2 successful days at YOW! West have just come to a close - my first YOW! conference, but definitely not my last. I made some new friends and also learnt quite a bit - time to learn some Clojure, I think! The theme of the two days was, without doubt, microservices, but that also seemed to be surrounded by another theme of collaboration and building the right thing. This seems to be a constant recurring theme in all conferences and companies I visit. How do we build the right thing in the face of misunderstandings, miscommunications and mistakes? It is THE most difficult thing... Coding is the easy part, that is just implementation detail. Too often we get hung up on the technology stack or the tools we may be going to use to achieve the job, when it seems using post-it notes can add more value than the alternatives. Don't get me wrong, I'm a big proponent of BDD, especially when done well, as I have seen the benefits first hand. But it seems we keep getting BDD wrong, even when we talk about it at these conferences or try to deliver a project using it.

For me, BDD is a design and discovery process. A method of expressing system intent in a collaborative way. We get executable specifications out of it which we can automate, if we choose. We then call these automated tests. This is wrong. Why?

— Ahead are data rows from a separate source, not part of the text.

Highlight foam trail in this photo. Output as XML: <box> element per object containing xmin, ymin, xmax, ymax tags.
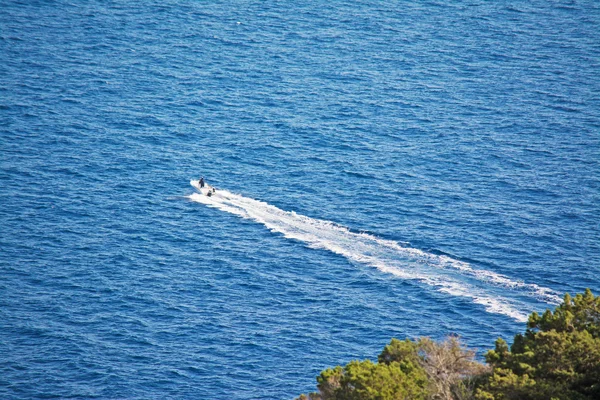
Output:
<box><xmin>189</xmin><ymin>181</ymin><xmax>561</xmax><ymax>321</ymax></box>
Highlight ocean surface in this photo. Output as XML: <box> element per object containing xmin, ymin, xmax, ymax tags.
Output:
<box><xmin>0</xmin><ymin>0</ymin><xmax>600</xmax><ymax>400</ymax></box>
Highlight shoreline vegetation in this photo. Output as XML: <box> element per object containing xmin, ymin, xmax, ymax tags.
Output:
<box><xmin>296</xmin><ymin>289</ymin><xmax>600</xmax><ymax>400</ymax></box>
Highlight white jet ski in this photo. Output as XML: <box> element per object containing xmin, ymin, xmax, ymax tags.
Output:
<box><xmin>190</xmin><ymin>180</ymin><xmax>217</xmax><ymax>196</ymax></box>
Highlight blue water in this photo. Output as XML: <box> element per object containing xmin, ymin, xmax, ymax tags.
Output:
<box><xmin>0</xmin><ymin>0</ymin><xmax>600</xmax><ymax>399</ymax></box>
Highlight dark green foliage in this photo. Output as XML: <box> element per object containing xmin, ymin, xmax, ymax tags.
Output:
<box><xmin>476</xmin><ymin>289</ymin><xmax>600</xmax><ymax>400</ymax></box>
<box><xmin>317</xmin><ymin>360</ymin><xmax>427</xmax><ymax>400</ymax></box>
<box><xmin>299</xmin><ymin>289</ymin><xmax>600</xmax><ymax>400</ymax></box>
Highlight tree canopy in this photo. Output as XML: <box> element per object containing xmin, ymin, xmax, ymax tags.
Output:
<box><xmin>298</xmin><ymin>289</ymin><xmax>600</xmax><ymax>400</ymax></box>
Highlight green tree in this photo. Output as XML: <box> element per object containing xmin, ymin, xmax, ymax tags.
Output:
<box><xmin>476</xmin><ymin>289</ymin><xmax>600</xmax><ymax>400</ymax></box>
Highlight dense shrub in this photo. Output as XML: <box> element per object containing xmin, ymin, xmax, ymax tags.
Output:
<box><xmin>299</xmin><ymin>289</ymin><xmax>600</xmax><ymax>400</ymax></box>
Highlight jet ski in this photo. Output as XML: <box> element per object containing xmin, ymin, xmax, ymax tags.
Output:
<box><xmin>190</xmin><ymin>180</ymin><xmax>217</xmax><ymax>197</ymax></box>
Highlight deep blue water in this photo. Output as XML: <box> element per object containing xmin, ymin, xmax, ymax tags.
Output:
<box><xmin>0</xmin><ymin>0</ymin><xmax>600</xmax><ymax>399</ymax></box>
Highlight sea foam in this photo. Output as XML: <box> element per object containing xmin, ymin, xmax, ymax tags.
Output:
<box><xmin>189</xmin><ymin>181</ymin><xmax>561</xmax><ymax>322</ymax></box>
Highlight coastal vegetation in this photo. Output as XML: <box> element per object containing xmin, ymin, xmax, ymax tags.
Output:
<box><xmin>297</xmin><ymin>289</ymin><xmax>600</xmax><ymax>400</ymax></box>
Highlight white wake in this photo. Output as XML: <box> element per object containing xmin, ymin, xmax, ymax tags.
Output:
<box><xmin>189</xmin><ymin>181</ymin><xmax>561</xmax><ymax>322</ymax></box>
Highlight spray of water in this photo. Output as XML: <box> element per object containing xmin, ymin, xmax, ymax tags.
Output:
<box><xmin>189</xmin><ymin>181</ymin><xmax>561</xmax><ymax>322</ymax></box>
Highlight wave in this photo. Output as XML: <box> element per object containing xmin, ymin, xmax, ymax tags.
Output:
<box><xmin>189</xmin><ymin>181</ymin><xmax>561</xmax><ymax>322</ymax></box>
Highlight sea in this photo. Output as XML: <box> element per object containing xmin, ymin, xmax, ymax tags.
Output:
<box><xmin>0</xmin><ymin>0</ymin><xmax>600</xmax><ymax>400</ymax></box>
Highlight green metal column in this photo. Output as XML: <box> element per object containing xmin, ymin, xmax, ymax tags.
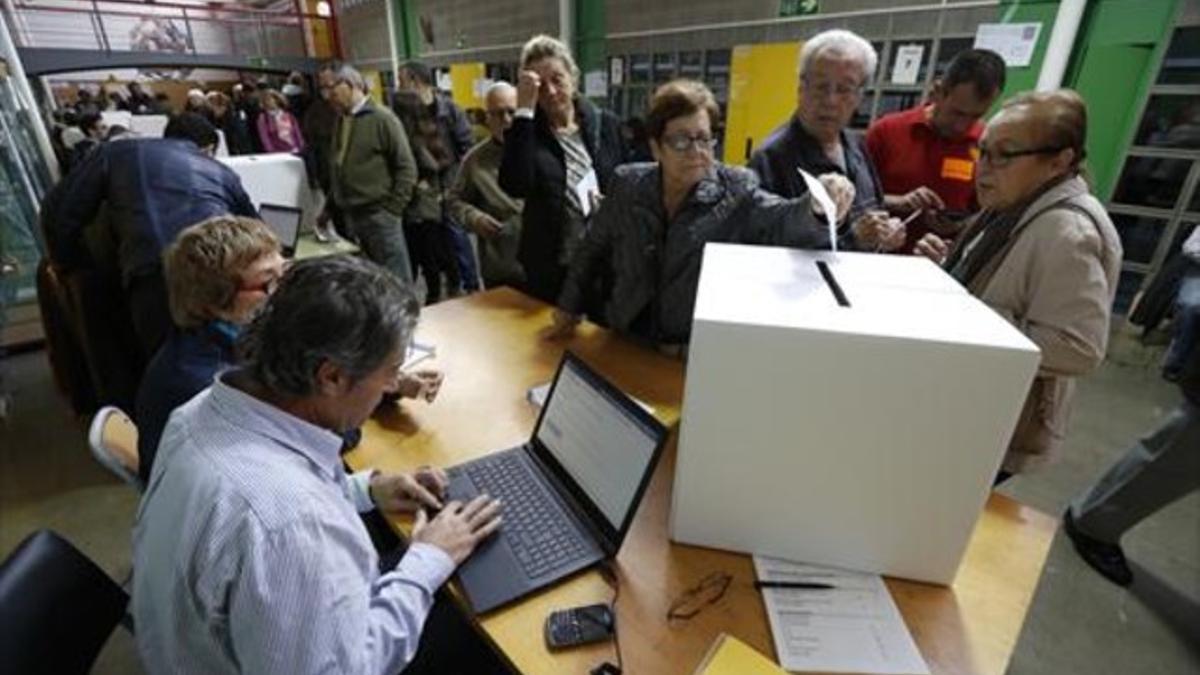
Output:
<box><xmin>575</xmin><ymin>0</ymin><xmax>608</xmax><ymax>94</ymax></box>
<box><xmin>992</xmin><ymin>0</ymin><xmax>1078</xmax><ymax>102</ymax></box>
<box><xmin>389</xmin><ymin>0</ymin><xmax>421</xmax><ymax>61</ymax></box>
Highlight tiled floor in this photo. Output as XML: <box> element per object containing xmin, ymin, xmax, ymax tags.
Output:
<box><xmin>0</xmin><ymin>333</ymin><xmax>1200</xmax><ymax>675</ymax></box>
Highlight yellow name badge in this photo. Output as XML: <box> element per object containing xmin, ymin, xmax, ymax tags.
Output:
<box><xmin>942</xmin><ymin>157</ymin><xmax>974</xmax><ymax>180</ymax></box>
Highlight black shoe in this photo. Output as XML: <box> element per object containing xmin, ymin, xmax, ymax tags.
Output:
<box><xmin>1062</xmin><ymin>507</ymin><xmax>1133</xmax><ymax>586</ymax></box>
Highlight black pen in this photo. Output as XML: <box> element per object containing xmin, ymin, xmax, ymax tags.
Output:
<box><xmin>754</xmin><ymin>581</ymin><xmax>838</xmax><ymax>591</ymax></box>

Because people get hung up on the value of BDD being all about the automated "tests" you get out of it. When the real value is actually the shared understanding we get at the beginning.

The root of the problem is that these automated "tests" aren't actually tests at all. We may do some testing in the process of creating these automated tests, but once they are written, they are not "testing" anything. Testing is the process of evaluating a product by learning about it through experimentation, which includes to some degree: questioning, study, modelling, observation and inference. Once code is written, it cannot experiment, question or study anything. It just executes and does exactly what it is told, no matter what. I propose we strip out the word "testing" or "test" completely when talking about BDD, and replace it with "checking" or "check". This will go someway in reducing misconceptions about the process, the value it provides and more importantly, the value it does NOT provide. This way, we may also stop striving for exhaustive coverage when writing scenarios, thinking of these as vehicles for regression tests. It may also mean that when we think about them as a design concept, we get more contributions from BA's and UX'ers at the time of elaboration.

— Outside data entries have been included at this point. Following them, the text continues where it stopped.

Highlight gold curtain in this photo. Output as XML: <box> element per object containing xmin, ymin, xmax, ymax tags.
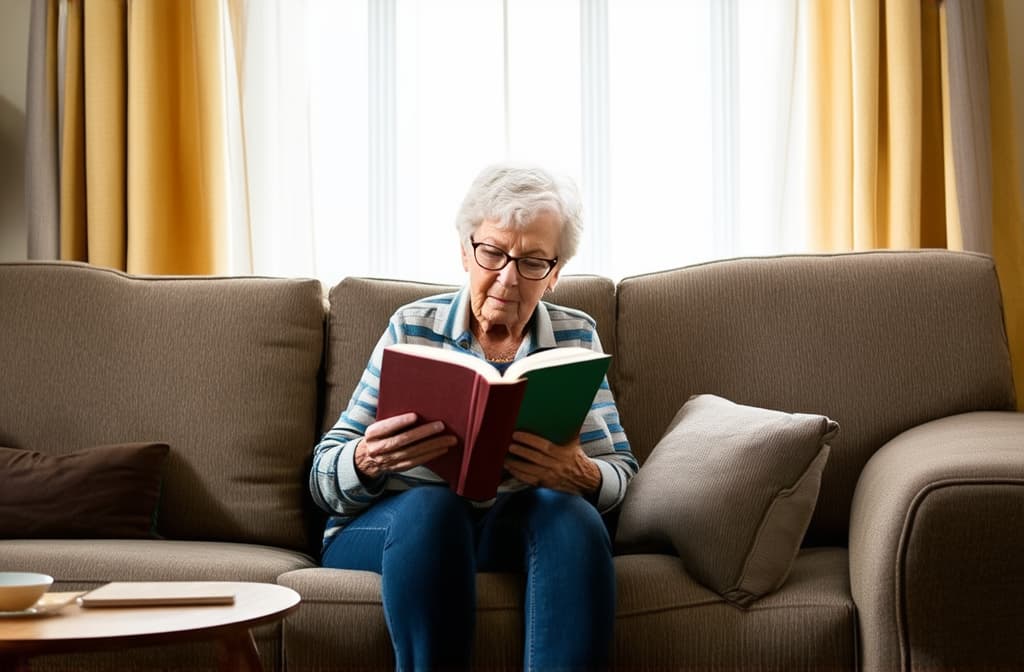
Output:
<box><xmin>28</xmin><ymin>0</ymin><xmax>234</xmax><ymax>275</ymax></box>
<box><xmin>806</xmin><ymin>0</ymin><xmax>1024</xmax><ymax>409</ymax></box>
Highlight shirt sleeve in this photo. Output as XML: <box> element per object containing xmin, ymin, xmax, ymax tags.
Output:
<box><xmin>580</xmin><ymin>330</ymin><xmax>639</xmax><ymax>513</ymax></box>
<box><xmin>309</xmin><ymin>317</ymin><xmax>400</xmax><ymax>516</ymax></box>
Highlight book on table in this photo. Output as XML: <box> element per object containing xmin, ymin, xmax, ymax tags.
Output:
<box><xmin>78</xmin><ymin>581</ymin><xmax>234</xmax><ymax>607</ymax></box>
<box><xmin>377</xmin><ymin>343</ymin><xmax>611</xmax><ymax>500</ymax></box>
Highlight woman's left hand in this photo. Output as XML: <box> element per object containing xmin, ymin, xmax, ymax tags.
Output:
<box><xmin>505</xmin><ymin>431</ymin><xmax>601</xmax><ymax>495</ymax></box>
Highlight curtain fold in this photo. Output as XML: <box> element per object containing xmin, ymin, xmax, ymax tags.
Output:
<box><xmin>806</xmin><ymin>0</ymin><xmax>1024</xmax><ymax>409</ymax></box>
<box><xmin>984</xmin><ymin>0</ymin><xmax>1024</xmax><ymax>411</ymax></box>
<box><xmin>26</xmin><ymin>0</ymin><xmax>237</xmax><ymax>275</ymax></box>
<box><xmin>25</xmin><ymin>0</ymin><xmax>60</xmax><ymax>259</ymax></box>
<box><xmin>806</xmin><ymin>0</ymin><xmax>946</xmax><ymax>250</ymax></box>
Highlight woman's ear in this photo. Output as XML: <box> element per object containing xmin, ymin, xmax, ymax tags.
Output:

BDD is HARD. It is easy to NOT to write a feature together as a team. It is easy to create a feature whilst thinking of the implementation details rather than the desired behaviour. It is easier still, to build something without a failing check or not build the check at all. BDD requires discipline, however, humans tend to take shortcuts wherever possible. I still believe, with the right blend of team, we can do it though.